Hepsi de farklı farklı zincirlere aynı halka olmak istiyor, böyle yaparak tatmin ve onaylanmış olduklarını düşünüyorlar. Yani hepsi de bir zincirden besleniyorlar ne yazık ki! O zincir de onları tekleştiriyor. Buna ister yoldaş, ister yurttaş, ister cemaat deyin değişen hiçbir şey yok. Her durumda da bu kişiler akıllarını ve duygularını başkalarının vesayetine veriyorlar.
Bu ise sadece köle ahlakıdır.
Elbette köle olmak pek çoklarımızın hoşuna da gidebilir buna da itirazım yok çünkü bu da bir seçim. Ama şunu anlamakta zorluk çektiğimi söylemek zorundayım muktedir olmak için köle ahlaklı olmayı gerektirir mi? Ben gerektirdiğini düşünmüyorum.

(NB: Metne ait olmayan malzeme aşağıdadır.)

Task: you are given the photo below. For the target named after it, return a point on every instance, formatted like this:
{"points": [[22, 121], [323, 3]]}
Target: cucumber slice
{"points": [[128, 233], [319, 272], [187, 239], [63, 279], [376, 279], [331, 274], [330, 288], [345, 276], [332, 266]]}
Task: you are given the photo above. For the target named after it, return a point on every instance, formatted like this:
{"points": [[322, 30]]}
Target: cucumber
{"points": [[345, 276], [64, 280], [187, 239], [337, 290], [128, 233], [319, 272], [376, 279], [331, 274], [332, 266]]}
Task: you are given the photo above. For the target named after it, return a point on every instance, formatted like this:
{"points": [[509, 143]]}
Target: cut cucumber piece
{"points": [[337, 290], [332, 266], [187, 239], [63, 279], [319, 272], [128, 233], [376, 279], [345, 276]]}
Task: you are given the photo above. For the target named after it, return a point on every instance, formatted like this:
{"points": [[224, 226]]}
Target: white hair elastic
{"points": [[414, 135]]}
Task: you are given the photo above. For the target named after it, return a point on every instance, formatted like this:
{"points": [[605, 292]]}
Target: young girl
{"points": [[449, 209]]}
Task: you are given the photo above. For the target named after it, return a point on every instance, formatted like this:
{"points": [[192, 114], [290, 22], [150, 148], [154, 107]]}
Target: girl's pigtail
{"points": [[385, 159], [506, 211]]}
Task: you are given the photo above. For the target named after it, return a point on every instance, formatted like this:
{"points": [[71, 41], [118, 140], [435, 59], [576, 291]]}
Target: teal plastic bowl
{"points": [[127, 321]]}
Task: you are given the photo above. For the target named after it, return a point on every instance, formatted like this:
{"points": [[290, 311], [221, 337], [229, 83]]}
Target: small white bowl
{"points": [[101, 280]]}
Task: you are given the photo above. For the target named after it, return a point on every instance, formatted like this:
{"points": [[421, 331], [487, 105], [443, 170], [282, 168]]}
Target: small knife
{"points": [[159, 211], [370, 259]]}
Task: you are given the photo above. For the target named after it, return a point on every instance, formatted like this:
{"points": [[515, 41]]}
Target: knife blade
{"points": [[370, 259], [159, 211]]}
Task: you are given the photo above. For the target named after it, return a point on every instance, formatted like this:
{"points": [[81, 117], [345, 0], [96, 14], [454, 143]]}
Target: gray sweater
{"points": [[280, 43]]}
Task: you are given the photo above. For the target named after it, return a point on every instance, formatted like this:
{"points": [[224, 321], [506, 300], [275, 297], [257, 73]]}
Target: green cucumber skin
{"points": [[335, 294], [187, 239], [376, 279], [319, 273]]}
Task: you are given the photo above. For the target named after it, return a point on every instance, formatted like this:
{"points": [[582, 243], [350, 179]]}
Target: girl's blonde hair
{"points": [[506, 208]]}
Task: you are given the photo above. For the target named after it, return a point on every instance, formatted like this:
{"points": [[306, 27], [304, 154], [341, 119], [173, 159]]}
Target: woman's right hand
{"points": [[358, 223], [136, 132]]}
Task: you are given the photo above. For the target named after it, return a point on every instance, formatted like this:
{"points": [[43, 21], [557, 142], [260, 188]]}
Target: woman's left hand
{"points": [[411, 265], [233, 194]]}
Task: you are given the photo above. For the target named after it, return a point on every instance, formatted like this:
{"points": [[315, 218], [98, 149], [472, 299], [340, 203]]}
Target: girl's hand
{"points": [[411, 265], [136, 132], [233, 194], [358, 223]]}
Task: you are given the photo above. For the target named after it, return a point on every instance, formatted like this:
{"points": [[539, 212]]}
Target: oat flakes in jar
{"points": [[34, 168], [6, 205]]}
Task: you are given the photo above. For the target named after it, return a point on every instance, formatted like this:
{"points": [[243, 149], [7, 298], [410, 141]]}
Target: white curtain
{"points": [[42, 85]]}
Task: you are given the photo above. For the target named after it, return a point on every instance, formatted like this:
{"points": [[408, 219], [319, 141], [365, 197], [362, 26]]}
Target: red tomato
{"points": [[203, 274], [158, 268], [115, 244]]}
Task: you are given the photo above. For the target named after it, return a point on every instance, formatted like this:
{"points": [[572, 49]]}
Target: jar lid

Yukarıdaki kesimlerin böyle bir yol seçmesi de beni şaşırtmıyor aslında çünkü bu bir çeşit kuşak laneti ve seçilmişlerin kendilerini seçenleri yarattığı bir paradoks yani iktidarsızların kendilerini seçmesi için yarattıkları köle ahlakı. Onun için seçim sandığına giderken acaba kim kimi seçiyor sorusunun önemli olduğunu düşünüyorum.
Ve elbette köle ahlakı, köle ahlaklı güruhları yaratmak için vardır. Yani kuklayı oynatan ip kimin elinde ise o kuklayı oynatır ve seçilmek istiyorsa seçmenini de o yaratır. Gerisi “lafı güzaftır”
Oh be ben de bir seçim yazısı yazdım sonunda.